Congress Examines Online Advertising, Opt-In Models
A Senate committee is holding hearings today with executives from the likes of Microsoft, Google and Facebook to discuss online privacy. A spotlight is expected to be set on companies that track user behavior to serve up advertising. The results of the hearings could have significant implications for wireless operators and the mobile advertising community.
According to a report in USA Today, a lesser known company – NebuAd – is also due to testify. The Silicon Valley-based NebuAd has raised the hackles of privacy advocates with its service. It works with Internet service providers to track the online behavior of their customers and then serve up targeted banner ads based on that behavior.
In the online world, this sort of service is provided when users download adware to their computers. The software programs can then track where a user goes on the Internet and use that mined information to deliver customized online advertising.

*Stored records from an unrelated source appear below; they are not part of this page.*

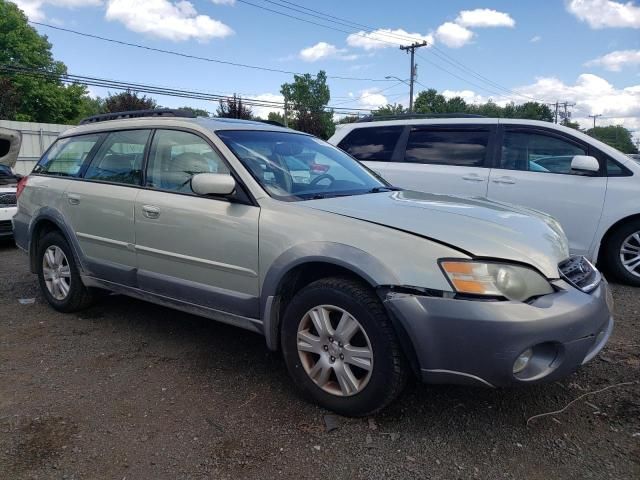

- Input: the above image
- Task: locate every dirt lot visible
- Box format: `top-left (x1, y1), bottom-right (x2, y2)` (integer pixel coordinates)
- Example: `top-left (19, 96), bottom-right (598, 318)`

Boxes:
top-left (0, 243), bottom-right (640, 479)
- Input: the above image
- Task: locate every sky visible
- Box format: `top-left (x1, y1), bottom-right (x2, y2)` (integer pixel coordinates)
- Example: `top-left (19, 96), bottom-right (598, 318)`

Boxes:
top-left (8, 0), bottom-right (640, 138)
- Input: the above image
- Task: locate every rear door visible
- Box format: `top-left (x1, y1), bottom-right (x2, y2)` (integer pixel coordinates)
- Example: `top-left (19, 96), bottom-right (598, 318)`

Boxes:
top-left (64, 129), bottom-right (151, 286)
top-left (488, 126), bottom-right (607, 255)
top-left (135, 129), bottom-right (260, 318)
top-left (340, 124), bottom-right (495, 196)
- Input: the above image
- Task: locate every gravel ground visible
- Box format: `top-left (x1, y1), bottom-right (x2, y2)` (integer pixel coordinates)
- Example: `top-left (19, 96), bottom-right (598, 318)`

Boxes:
top-left (0, 243), bottom-right (640, 479)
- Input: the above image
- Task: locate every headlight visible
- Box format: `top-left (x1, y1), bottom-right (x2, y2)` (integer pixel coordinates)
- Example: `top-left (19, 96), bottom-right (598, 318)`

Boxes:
top-left (440, 260), bottom-right (553, 302)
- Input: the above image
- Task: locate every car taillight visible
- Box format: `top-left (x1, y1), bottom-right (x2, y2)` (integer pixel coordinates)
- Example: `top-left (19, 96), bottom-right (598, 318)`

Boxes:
top-left (16, 177), bottom-right (29, 200)
top-left (309, 163), bottom-right (329, 173)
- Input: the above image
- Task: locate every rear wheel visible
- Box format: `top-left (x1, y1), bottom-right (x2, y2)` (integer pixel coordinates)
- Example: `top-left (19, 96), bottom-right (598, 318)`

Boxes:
top-left (282, 278), bottom-right (407, 416)
top-left (38, 232), bottom-right (93, 312)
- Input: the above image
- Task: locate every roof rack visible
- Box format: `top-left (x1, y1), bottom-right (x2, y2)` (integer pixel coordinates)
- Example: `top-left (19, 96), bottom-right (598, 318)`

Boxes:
top-left (356, 113), bottom-right (484, 123)
top-left (80, 108), bottom-right (196, 125)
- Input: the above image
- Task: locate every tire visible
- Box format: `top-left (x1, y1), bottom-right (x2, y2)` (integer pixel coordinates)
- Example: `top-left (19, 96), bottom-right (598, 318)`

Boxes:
top-left (281, 278), bottom-right (408, 417)
top-left (603, 220), bottom-right (640, 287)
top-left (37, 232), bottom-right (93, 313)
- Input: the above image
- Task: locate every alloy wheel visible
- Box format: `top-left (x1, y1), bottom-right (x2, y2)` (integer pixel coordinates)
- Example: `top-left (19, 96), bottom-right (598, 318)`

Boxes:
top-left (296, 305), bottom-right (373, 397)
top-left (42, 245), bottom-right (71, 300)
top-left (620, 232), bottom-right (640, 277)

Early on, privacy advocates protested when these companies hid their software programs by bundling them with free screensavers and online games. In the case of NebuAd, it works with ISPs to scan their customers’ surfing activities and deliver ads of interest.
According to the USA Today report, NebuAd may be violating a 1986 federal wiretapping law that “requires at least one party to a communication to consent to a wiretap.”
Besides NebuAd, today’s hearing also could examine Facebook's Beacon monitoring tool, which tracked online purchases made by its members and sent alerts to their friends on the site.
In addition, the committee will explore the need for stronger online privacy protections. One issue expected to be discussed is whether Internet companies should be expected to make their programs "opt-in" or whether "opt-out" is acceptable.